Board of Elections Failures Jeopardize New Yorkers Right to Vote: Stringer

Photo Courtesy of Scott Stringer

Comptroller Stringer and family cast their ballots on Tuesday.

By Forum Staff
A new audit released on Friday by City Comptroller Scott Stringer shows “significant breakdowns” in the operations of elections by the City’s Board of Elections “that jeopardize New Yorkers’ right to vote.”
According to Stringer, after the BOE’s voter “purge” came to light in April 2016 – between March 2014 and July 2015, the BOE’s Brooklyn Office improperly cancelled the registration of 117,305 voters based only on the fact they had not voted since 2008 – the comptroller’s office deployed staff to more than 150 poll sites to observe three subsequent elections. Auditors discovered violations of federal, state, and BOE rules at more than half of poll sites in their sample, inadequate staffing at three-fourths of voting locations, and “fundamental failures” in serving voters with disabilities at more than a quarter of BOE polling places.
“Most know about the Brooklyn purge, in which more than 117,000 residents were taken off the voter rolls. What these new findings show, however, is that there is effectively another purge that takes place beneath the surface,” Stringer said. “We’ve uncovered deeply concerning, systemic issues in the BOE’s operations. The BOE cannot be synonymous with dysfunction, and we cannot allow these egregious failures to undermine New Yorkers’ fundamental rights. Our poll workers work exceptionally hard, but the BOE isn’t giving them the support they deserve. After a thorough review of the agency, it’s clear the voter purge is a reflection of larger, systemic, day-to-day breakdowns. Elections matter, and every vote must be counted in every election. That’s why the BOE needs to fundamentally change its operations.”

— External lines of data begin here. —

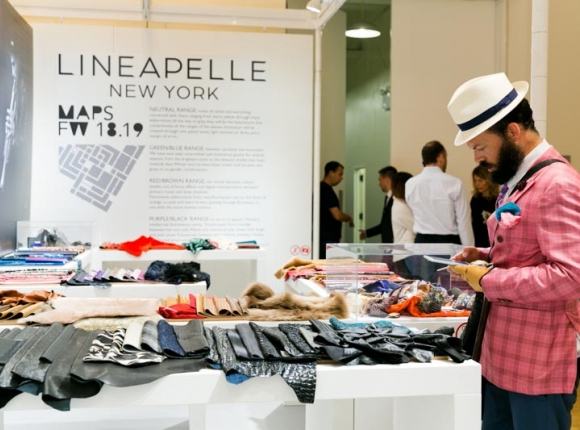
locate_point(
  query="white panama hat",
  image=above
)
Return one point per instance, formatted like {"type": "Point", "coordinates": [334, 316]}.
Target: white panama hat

According to the audit, “BOE failed to ensure that polls operated effectively and efficiently and in accordance with applicable law, rules, and guidelines, which ultimately could have impacted the ability of individuals to vote. We visited a total of 156 sites during three elections between June 28, 2016 and Nov. 8, 2016 and identified one or more deficiencies at 141 (90 percent) of those sites. Among the deficiencies found were problems with the assistance provided to voters, including those who require language interpreters and those with disabilities; problems with the information provided to voters; and problems with the accessibility of the poll sites themselves for disabled voters. We also found issues with the quality and amount of training BOE provides for Election Day workers.”

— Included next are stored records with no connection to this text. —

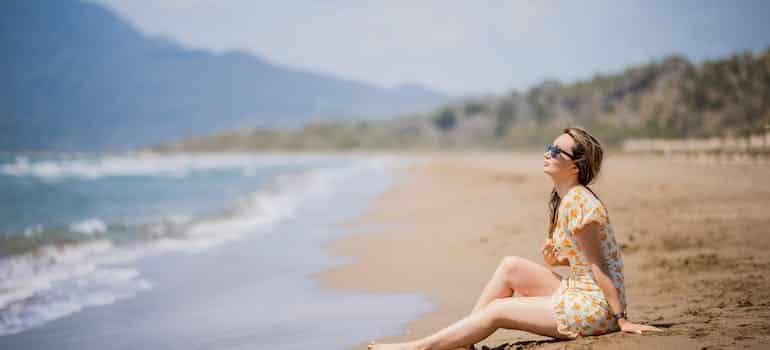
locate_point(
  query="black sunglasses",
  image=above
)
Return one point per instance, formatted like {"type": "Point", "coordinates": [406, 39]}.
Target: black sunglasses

If not corrected, Stringer’s office said, “the deficiencies increase the risk that registered voters will not be provided the opportunity to vote and have their voices counted.”
The comptroller’s office made nine total recommendations, including:
• Improve training for poll workers — and consider extending training hours so all of the material that poll workers need to know can be covered;
• Ensure every poll site is fully accessible and fully staffed, including with the appropriate interpreters;
• Attract more poll worker candidates by working to increase poll worker pay;
• Evaluate a pilot program that attempted to increase the number of poll workers by allowing them to work half-day shifts, and consider implementing this program if applicable; and
• Establish a working group to identify and implement reforms.